# Grundbleimontage



## stklein.frd (23. August 2006)

Hallo,

ich habe bisher immer mit Pose geangelt und wollte jetzt eine Grundbleimontage testen.Dazu ein paar Fragen:

1. Wie sehe ich dass ein Fisch meinen Köder geschnappt hat?
2. Versinkt der Köderin schlammigen Boden nicht wenn ich keine Pop Up Montage benutze?
3. Was ist einfacher: Festblei oder Laufblei?
4.Wie setz ich den Abhieb?

Ich weiß sind viele Fragen womöglich auch dumme Fragen, aber das gibt für mich Als Posenangler Rätsel auf.Bitte trotzdem um Antwort.


----------



## worker_one (23. August 2006)

*AW: Grundbleimontage*



stklein.frd schrieb:


> Hallo,
> 
> ich habe bisher immer mit Pose geangelt und wollte jetzt eine Grundbleimontage testen.Dazu ein paar Fragen:
> 
> ...



Es gibt keine dummen Fragen....
zu 1. Zur Bisserkennung kannst du entweder einen Elektronischen Bissanzeiger verwenden. Oder einen Einhängebissanzeiger in die Schnur hängen.
Oder du angelst mit Feederrute oder Winkelpicker. Da dient die sensible Spitze der Bisserkennung.
zu 2. Wenn das Vorfach lang genug ist, normalerweise nicht. Komm auch auf den Köder drauf an mit dem du angelst.
zu 3. Einfach ist beides.|rolleyes Bei einer Laufbleimontage spür der Fisch weniger Widerstand.
zu 4. Wie bei Posenangeln auch.


----------



## grintz (23. August 2006)

*AW: Grundbleimontage*

Also bevor wir oder auch Ich hier anfangen große Reden bezüglich Grundbleimontagen zu schwingen, ist doch erstmal die Frage auf was du fischen möchtest ?
Da gibt, man mag es kaum glauben, auch bei Grundbleimontagen Unterschiede #6 ! Da gibts zum Beispiel die Festblei bzw. Selbsthakmontage oder auch die gute alte Laufmontage ! 
Aber darauf gehen wir genauer ein, wenn wir wissen was du fangen willst |supergri !

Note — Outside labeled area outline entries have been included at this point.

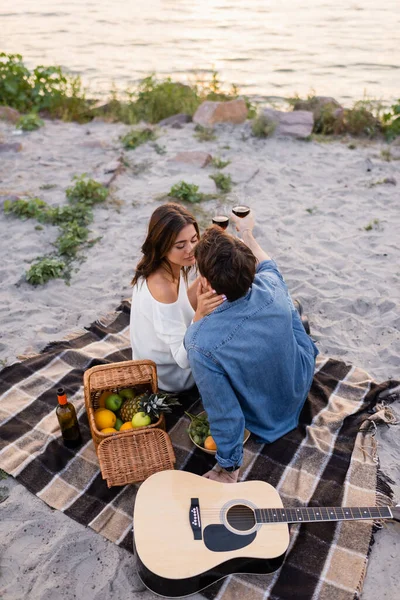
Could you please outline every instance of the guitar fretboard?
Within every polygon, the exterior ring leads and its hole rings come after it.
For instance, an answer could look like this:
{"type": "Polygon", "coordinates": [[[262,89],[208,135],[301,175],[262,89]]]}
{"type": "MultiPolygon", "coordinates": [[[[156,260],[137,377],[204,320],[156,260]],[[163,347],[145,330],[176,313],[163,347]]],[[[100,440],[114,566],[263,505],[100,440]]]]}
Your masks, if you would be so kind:
{"type": "Polygon", "coordinates": [[[301,507],[256,508],[256,523],[311,523],[314,521],[354,521],[363,519],[390,519],[387,507],[301,507]]]}

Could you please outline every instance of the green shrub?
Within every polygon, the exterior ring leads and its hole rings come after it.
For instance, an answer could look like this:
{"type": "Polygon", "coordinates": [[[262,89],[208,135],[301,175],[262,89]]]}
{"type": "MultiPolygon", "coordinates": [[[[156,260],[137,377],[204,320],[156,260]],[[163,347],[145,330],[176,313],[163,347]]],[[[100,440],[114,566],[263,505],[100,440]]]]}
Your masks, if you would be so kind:
{"type": "Polygon", "coordinates": [[[43,125],[44,121],[36,113],[29,113],[18,119],[15,126],[17,129],[22,129],[23,131],[35,131],[35,129],[39,129],[43,125]]]}
{"type": "Polygon", "coordinates": [[[218,156],[213,158],[211,161],[212,166],[215,167],[216,169],[225,169],[225,167],[230,165],[230,163],[231,163],[230,160],[222,160],[222,158],[219,158],[218,156]]]}
{"type": "Polygon", "coordinates": [[[99,204],[107,199],[108,189],[98,181],[89,179],[85,173],[80,176],[76,175],[74,180],[75,184],[67,188],[65,192],[72,204],[93,206],[93,204],[99,204]]]}
{"type": "Polygon", "coordinates": [[[89,230],[79,223],[67,223],[62,227],[62,233],[57,238],[55,246],[58,253],[69,258],[75,257],[79,246],[87,240],[89,230]]]}
{"type": "Polygon", "coordinates": [[[381,131],[382,126],[378,116],[373,114],[373,109],[373,103],[368,100],[360,100],[354,104],[353,108],[344,109],[338,117],[336,132],[375,137],[381,131]]]}
{"type": "Polygon", "coordinates": [[[224,175],[224,173],[214,173],[209,176],[210,179],[215,181],[215,185],[221,192],[230,192],[232,189],[232,179],[230,175],[224,175]]]}
{"type": "Polygon", "coordinates": [[[126,148],[127,150],[134,150],[141,144],[145,144],[146,142],[154,140],[155,138],[156,136],[152,129],[144,128],[132,129],[132,131],[129,131],[120,139],[124,148],[126,148]]]}
{"type": "Polygon", "coordinates": [[[196,125],[194,137],[199,140],[199,142],[212,142],[217,139],[217,136],[214,133],[214,129],[212,127],[202,127],[202,125],[196,125]]]}
{"type": "Polygon", "coordinates": [[[383,132],[388,142],[400,135],[400,98],[391,110],[383,115],[383,132]]]}
{"type": "MultiPolygon", "coordinates": [[[[61,232],[55,247],[58,256],[37,258],[36,262],[26,273],[26,279],[32,285],[46,283],[57,277],[68,278],[71,263],[79,248],[85,243],[92,246],[99,239],[87,241],[88,225],[93,221],[91,207],[103,202],[108,196],[108,190],[99,182],[87,179],[85,175],[75,177],[75,185],[68,188],[66,193],[69,204],[66,206],[49,206],[40,198],[29,200],[18,199],[4,203],[4,212],[14,214],[22,219],[37,219],[40,223],[57,225],[61,232]]],[[[36,226],[35,229],[43,229],[36,226]]]]}
{"type": "Polygon", "coordinates": [[[58,279],[65,274],[66,264],[63,260],[44,256],[37,258],[26,273],[26,279],[31,285],[42,285],[50,279],[58,279]]]}
{"type": "Polygon", "coordinates": [[[157,81],[153,73],[139,84],[135,113],[138,120],[158,123],[177,113],[193,115],[200,103],[196,89],[170,77],[157,81]]]}
{"type": "Polygon", "coordinates": [[[38,66],[29,71],[20,54],[0,53],[0,104],[20,112],[45,111],[65,120],[87,120],[90,102],[79,76],[61,67],[38,66]]]}
{"type": "Polygon", "coordinates": [[[276,121],[260,113],[251,124],[251,132],[255,137],[269,137],[276,129],[276,121]]]}
{"type": "Polygon", "coordinates": [[[40,223],[51,222],[49,215],[49,205],[40,198],[30,198],[29,200],[6,200],[4,202],[4,212],[14,214],[20,219],[37,219],[40,223]]]}
{"type": "Polygon", "coordinates": [[[192,203],[200,202],[203,199],[203,194],[199,192],[199,186],[194,183],[186,183],[186,181],[180,181],[173,185],[169,191],[169,196],[192,203]]]}

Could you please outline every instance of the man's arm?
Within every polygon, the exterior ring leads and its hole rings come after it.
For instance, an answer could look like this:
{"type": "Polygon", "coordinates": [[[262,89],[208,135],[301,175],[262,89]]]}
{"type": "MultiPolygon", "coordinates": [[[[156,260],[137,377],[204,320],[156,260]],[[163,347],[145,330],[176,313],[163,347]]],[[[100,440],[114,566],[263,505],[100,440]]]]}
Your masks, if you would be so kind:
{"type": "Polygon", "coordinates": [[[261,246],[256,242],[253,236],[254,229],[254,215],[253,212],[250,211],[247,217],[240,218],[236,215],[232,215],[232,221],[236,225],[236,231],[241,234],[243,242],[250,248],[258,262],[262,262],[263,260],[271,260],[271,257],[261,248],[261,246]]]}
{"type": "Polygon", "coordinates": [[[188,357],[217,445],[218,465],[222,469],[238,469],[243,459],[245,423],[237,396],[228,377],[213,360],[190,347],[188,357]]]}

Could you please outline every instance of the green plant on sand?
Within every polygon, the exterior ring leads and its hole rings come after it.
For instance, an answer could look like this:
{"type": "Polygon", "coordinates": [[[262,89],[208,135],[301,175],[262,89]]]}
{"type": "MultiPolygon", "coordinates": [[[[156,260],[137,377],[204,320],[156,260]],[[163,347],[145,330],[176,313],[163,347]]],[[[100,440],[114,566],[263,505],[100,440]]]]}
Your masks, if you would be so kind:
{"type": "Polygon", "coordinates": [[[215,185],[221,192],[227,193],[232,189],[232,179],[230,175],[224,175],[224,173],[213,173],[210,175],[210,179],[215,181],[215,185]]]}
{"type": "Polygon", "coordinates": [[[194,137],[199,140],[199,142],[212,142],[217,139],[215,135],[214,129],[212,127],[203,127],[202,125],[196,125],[194,128],[195,134],[194,137]]]}
{"type": "Polygon", "coordinates": [[[187,183],[186,181],[180,181],[173,185],[169,191],[169,196],[191,203],[201,202],[204,198],[204,194],[199,192],[198,185],[187,183]]]}
{"type": "Polygon", "coordinates": [[[251,132],[255,137],[270,137],[276,129],[276,121],[260,113],[251,124],[251,132]]]}
{"type": "Polygon", "coordinates": [[[123,135],[120,139],[122,145],[127,150],[134,150],[141,144],[145,144],[150,140],[155,140],[156,135],[152,129],[149,127],[145,127],[142,129],[132,129],[125,135],[123,135]]]}
{"type": "Polygon", "coordinates": [[[38,117],[37,113],[33,112],[20,117],[15,126],[22,131],[35,131],[43,125],[44,121],[38,117]]]}
{"type": "Polygon", "coordinates": [[[0,105],[82,121],[93,103],[86,100],[79,76],[66,75],[58,66],[30,71],[20,54],[0,53],[0,105]]]}
{"type": "Polygon", "coordinates": [[[32,285],[42,285],[50,279],[58,279],[65,274],[66,264],[55,256],[43,256],[26,273],[26,280],[32,285]]]}
{"type": "Polygon", "coordinates": [[[215,167],[216,169],[225,169],[225,167],[227,167],[230,163],[231,163],[230,160],[222,160],[222,158],[219,158],[219,156],[215,156],[211,160],[212,166],[215,167]]]}
{"type": "Polygon", "coordinates": [[[88,225],[93,221],[93,205],[106,200],[108,189],[87,178],[85,174],[74,180],[74,185],[66,190],[69,201],[66,206],[49,206],[40,198],[19,198],[4,203],[6,214],[14,214],[22,219],[36,219],[39,223],[49,223],[60,228],[60,235],[54,243],[57,253],[38,257],[27,271],[26,279],[32,285],[40,285],[59,277],[67,280],[72,261],[76,259],[83,244],[86,243],[88,247],[99,239],[88,241],[88,225]]]}
{"type": "Polygon", "coordinates": [[[400,135],[400,98],[383,115],[383,132],[388,142],[400,135]]]}

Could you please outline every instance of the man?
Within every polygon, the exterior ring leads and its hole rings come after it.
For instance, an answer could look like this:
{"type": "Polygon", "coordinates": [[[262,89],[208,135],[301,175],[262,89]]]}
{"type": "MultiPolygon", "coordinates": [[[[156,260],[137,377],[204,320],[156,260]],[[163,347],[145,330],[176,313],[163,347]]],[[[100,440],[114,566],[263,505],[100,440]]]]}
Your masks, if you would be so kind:
{"type": "Polygon", "coordinates": [[[205,477],[236,482],[244,428],[273,442],[298,425],[318,350],[304,330],[276,263],[253,237],[252,213],[233,219],[242,239],[210,227],[195,248],[201,294],[227,300],[194,316],[185,347],[217,445],[205,477]]]}

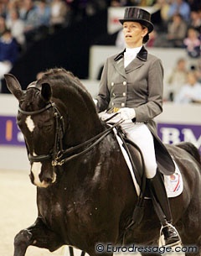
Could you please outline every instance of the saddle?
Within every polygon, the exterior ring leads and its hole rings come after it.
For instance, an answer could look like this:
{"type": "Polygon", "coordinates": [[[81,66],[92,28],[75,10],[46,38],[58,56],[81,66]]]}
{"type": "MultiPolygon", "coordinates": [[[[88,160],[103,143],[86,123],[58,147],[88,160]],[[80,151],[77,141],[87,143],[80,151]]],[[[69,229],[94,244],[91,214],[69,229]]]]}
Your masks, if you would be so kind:
{"type": "MultiPolygon", "coordinates": [[[[121,140],[122,147],[128,155],[129,160],[131,164],[131,171],[134,172],[133,175],[137,180],[137,185],[139,185],[139,191],[137,191],[137,186],[135,184],[137,193],[138,194],[138,200],[133,212],[132,222],[127,227],[127,228],[130,228],[131,227],[133,228],[134,226],[138,225],[141,222],[143,217],[144,198],[150,197],[150,190],[147,184],[148,180],[146,178],[144,159],[141,149],[133,141],[131,141],[126,138],[121,127],[118,126],[116,128],[116,133],[117,136],[119,136],[121,140]],[[133,161],[133,159],[135,159],[135,161],[133,161]]],[[[159,170],[161,170],[161,175],[163,174],[165,175],[171,175],[175,172],[174,162],[172,159],[168,149],[162,144],[162,142],[160,142],[159,138],[157,139],[157,138],[154,135],[153,138],[157,163],[159,170]]],[[[135,179],[133,179],[133,181],[135,183],[135,179]]],[[[160,207],[157,206],[158,204],[157,202],[155,202],[155,204],[157,207],[160,209],[160,207]]],[[[160,214],[162,215],[162,212],[160,214]]]]}

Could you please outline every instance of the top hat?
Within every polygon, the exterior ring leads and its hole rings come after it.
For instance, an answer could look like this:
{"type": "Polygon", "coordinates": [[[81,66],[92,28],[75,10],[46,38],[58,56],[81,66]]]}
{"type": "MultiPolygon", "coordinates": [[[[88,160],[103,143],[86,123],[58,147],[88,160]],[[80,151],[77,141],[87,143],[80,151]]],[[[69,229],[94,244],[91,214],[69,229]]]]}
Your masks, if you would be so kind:
{"type": "Polygon", "coordinates": [[[151,14],[144,10],[135,7],[129,7],[125,9],[124,18],[119,19],[123,24],[126,21],[135,21],[142,24],[148,29],[148,33],[153,30],[153,24],[151,22],[151,14]]]}

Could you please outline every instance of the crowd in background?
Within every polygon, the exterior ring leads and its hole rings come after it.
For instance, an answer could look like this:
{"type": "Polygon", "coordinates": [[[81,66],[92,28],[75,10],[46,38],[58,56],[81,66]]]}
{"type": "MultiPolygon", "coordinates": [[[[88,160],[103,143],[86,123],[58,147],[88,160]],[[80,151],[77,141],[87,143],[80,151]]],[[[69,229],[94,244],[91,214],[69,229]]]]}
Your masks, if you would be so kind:
{"type": "MultiPolygon", "coordinates": [[[[100,10],[124,6],[155,6],[159,9],[161,21],[154,24],[155,29],[150,34],[147,46],[183,48],[188,58],[195,60],[188,69],[186,69],[187,60],[177,60],[176,66],[165,81],[169,86],[166,100],[200,102],[201,92],[197,88],[201,86],[200,0],[2,0],[0,80],[11,70],[20,54],[34,42],[70,26],[75,21],[95,15],[100,10]],[[183,76],[180,65],[185,66],[182,71],[183,76]],[[194,82],[192,81],[193,73],[194,82]],[[181,100],[178,96],[183,89],[181,86],[190,86],[190,90],[185,91],[188,93],[183,92],[183,95],[188,95],[188,100],[181,100]],[[189,95],[193,95],[193,91],[200,97],[190,99],[189,95]]],[[[116,45],[124,47],[123,42],[120,31],[116,45]]]]}

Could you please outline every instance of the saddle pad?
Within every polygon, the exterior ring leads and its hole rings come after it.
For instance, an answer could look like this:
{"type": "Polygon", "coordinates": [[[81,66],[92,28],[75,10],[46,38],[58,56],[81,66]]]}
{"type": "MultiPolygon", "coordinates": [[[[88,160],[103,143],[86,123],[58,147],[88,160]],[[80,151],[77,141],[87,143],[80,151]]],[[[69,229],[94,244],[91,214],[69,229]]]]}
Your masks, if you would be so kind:
{"type": "MultiPolygon", "coordinates": [[[[120,145],[120,148],[121,149],[125,160],[127,164],[128,169],[130,170],[130,173],[131,173],[131,175],[132,178],[133,184],[134,184],[136,191],[137,191],[137,193],[139,196],[140,195],[140,186],[137,181],[137,179],[136,179],[133,169],[132,169],[131,163],[129,159],[128,154],[123,147],[123,143],[122,143],[121,138],[117,135],[117,132],[116,132],[116,128],[114,128],[113,131],[116,134],[116,139],[118,141],[118,144],[120,145]]],[[[164,176],[164,184],[165,184],[168,197],[175,197],[175,196],[179,196],[183,192],[183,182],[181,172],[178,167],[178,165],[175,163],[175,161],[173,161],[173,162],[175,165],[175,172],[172,175],[163,175],[164,176]]]]}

So dann bist du jetzt wohl wieder dran #h  !


----------



## stklein.frd (23. August 2006)

*AW: Grundbleimontage*

Erstmal vielen Dank für Eure Hilfsbereitschaft.

Ich möchte Karpfen und Schleien angeln, da unsere Vereinsgewässer überwiegen damit bestückt sind.
Unsere Larpfen sind in der Regel nur 40cm lang, da wäre doch dann eine Laufbleimontage besser wegen dem Woderstand , oder? Ich lass mich gerne Beraten.


----------



## grintz (23. August 2006)

*AW: Grundbleimontage*

Also wie es mit Schleien aussieht weiß ich auch nicht genau.#c Ich denke aber bei Schleien eher ne Laufbleimontage wenn übehaupt. Schleienbisse erkennt man ja gewöhnlich an ner Pose seeehhr viel besser .
Für Karpfen rate ich persönlich zu einer Selbsthakmontage, da es wie ich finde sicherer ist den Fisch zu haken. Eigentlich macht der Karpfen das selber durch das schwere Blei ( min 80g ), da ist es auch ziemlich egal wie groß der Karpfen ist. Er nimmt den Köder auf Schwimmt los und durch den Widerstand des Bleis, hakt er sich selbst ! Gib einfach mal bei google ,,Selbsthakmontage,, , da ist alles genau erklärt !


----------



## fantazia (23. August 2006)

*AW: Grundbleimontage*



grintz schrieb:


> Für Karpfen rate ich persönlich zu einer Selbsthakmontage, da es wie ich finde sicherer ist den Fisch zu haken. Eigentlich macht der Karpfen das selber durch das schwere Blei ( min 80g ), da ist es auch ziemlich egal wie groß der Karpfen ist. Er nimmt den Köder auf Schwimmt los und durch den Widerstand des Bleis, hakt er sich selbst ! Gib einfach mal bei google ,,Selbsthakmontage,, , da ist alles genau erklärt !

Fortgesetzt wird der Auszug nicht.